How sad it may sound, that is the reality in which you have to find your way when you leave this school. And although I am convinced that you are all very talented, there is no room for all of you at De Nederlandse Opera, Toneelgroep Amsterdam or het Nederlands Dans Theater. To find your way in a trimmed down artsworld will be in short very challenging.
Part of the challenge for you – the new generation of Dutch artists – is to help restore the arguments that have gotten lost in the past decennia about the value of the arts for society as a whole. And in a world that is drifting amidst plenty of crises, in which a lot of creativity is needed to solve those crises, those arguments are not hard to come by. But it is important to have those arguments ready before your leave this school.
During the discussion about the budgetcuts the newsprogram Nieuwsuur interviewed a student from the Conservatorium. ‘Why do the arts have to be supported’, the interviewer asked. ‘Because otherwise I don’t have a job’, she replied. That is in a lot of ways the wrong answer.
Convince them
Arts subsidies are not invented to give artists jobs. They are there because of that what artists do is profitable to society. But because that idea has been eroding, you, or rather we, have to find a way to revive this idea. It is important that you take your time during your years here in this building to think really hard why you are an artist and how you see your role in society.
The better you get in formulating your role as an artist, the bigger the chance that people will listen to you and get interested in the work you do. People are interested in artists. Because, as I said, society needs you and your creativity. But first you need to convince them.
The hopeful thing is that in the changing landscape of the arts, there are more and more opportunities to convince people that what you do is relevant to them. And maybe the best place to do so is not with the big institutions. Your talent will probably not be needed in the places the artists before you were needed. Because of the budget cuts chances for most of you will probably not lie with the big companies.
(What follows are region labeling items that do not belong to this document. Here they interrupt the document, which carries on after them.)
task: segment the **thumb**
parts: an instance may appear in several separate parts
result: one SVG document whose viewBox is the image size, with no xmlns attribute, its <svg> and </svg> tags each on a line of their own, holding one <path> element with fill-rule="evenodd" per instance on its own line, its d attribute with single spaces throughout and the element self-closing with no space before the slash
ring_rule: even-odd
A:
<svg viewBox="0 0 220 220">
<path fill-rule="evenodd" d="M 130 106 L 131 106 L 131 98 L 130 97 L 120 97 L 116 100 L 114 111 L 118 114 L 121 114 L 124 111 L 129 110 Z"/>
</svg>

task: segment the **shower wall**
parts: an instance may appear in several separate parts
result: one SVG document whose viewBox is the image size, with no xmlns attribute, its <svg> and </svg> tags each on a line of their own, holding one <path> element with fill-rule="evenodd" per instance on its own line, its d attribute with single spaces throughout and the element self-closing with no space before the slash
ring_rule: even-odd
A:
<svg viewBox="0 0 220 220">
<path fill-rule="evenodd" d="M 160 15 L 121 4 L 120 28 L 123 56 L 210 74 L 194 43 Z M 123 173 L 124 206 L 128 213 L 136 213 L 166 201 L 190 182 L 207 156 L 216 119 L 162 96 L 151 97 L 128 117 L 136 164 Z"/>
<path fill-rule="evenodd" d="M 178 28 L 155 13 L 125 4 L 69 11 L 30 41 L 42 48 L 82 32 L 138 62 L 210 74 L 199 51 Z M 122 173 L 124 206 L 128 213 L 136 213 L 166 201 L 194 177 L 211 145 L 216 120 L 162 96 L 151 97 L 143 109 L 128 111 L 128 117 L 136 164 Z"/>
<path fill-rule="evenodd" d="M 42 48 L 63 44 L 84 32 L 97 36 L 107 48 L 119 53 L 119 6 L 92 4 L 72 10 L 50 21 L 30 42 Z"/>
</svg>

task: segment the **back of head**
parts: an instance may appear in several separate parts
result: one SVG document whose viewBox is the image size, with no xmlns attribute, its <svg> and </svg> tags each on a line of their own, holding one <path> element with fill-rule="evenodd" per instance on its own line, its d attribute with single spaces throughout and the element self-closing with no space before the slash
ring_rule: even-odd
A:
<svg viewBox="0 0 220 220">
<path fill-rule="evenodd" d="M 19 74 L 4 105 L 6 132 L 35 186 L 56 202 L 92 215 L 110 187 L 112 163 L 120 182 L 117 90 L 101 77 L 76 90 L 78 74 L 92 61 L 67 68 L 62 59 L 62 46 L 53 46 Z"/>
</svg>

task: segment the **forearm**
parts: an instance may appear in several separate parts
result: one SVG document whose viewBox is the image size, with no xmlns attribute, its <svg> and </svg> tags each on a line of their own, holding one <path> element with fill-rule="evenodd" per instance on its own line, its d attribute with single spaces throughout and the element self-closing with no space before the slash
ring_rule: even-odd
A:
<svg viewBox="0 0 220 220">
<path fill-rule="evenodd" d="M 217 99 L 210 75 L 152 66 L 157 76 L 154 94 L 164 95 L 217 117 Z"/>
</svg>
The ministry and the Fonds Podiumkunsten don’t have big budgets to support starting artists.
Crawlspace
More chances can be found in other places, in the crawlspace between the old structures. In building creative and lasting relationships between the arts and other parts of society for a example, like Wunderbaum of Adelheid Roosen are trying. In making the audience part not only of the final artwork, but showing them the process of making it. In convincing others that being creative, thinking out of the box is not only fun, it is fundamental in finding solutions for getting ahead as a society.
All though the challenges are tough, there are a lot of chances for creative people out there, and the more of you take those chances, the more – hopefully – others are reminded of how important the work is that you do. But for that to happen, you have to know who you are and what your role in society will be. Before you can convince other people that you are important, you yourself have to know why that is. And I wish you all the best finding an answer to that difficult question.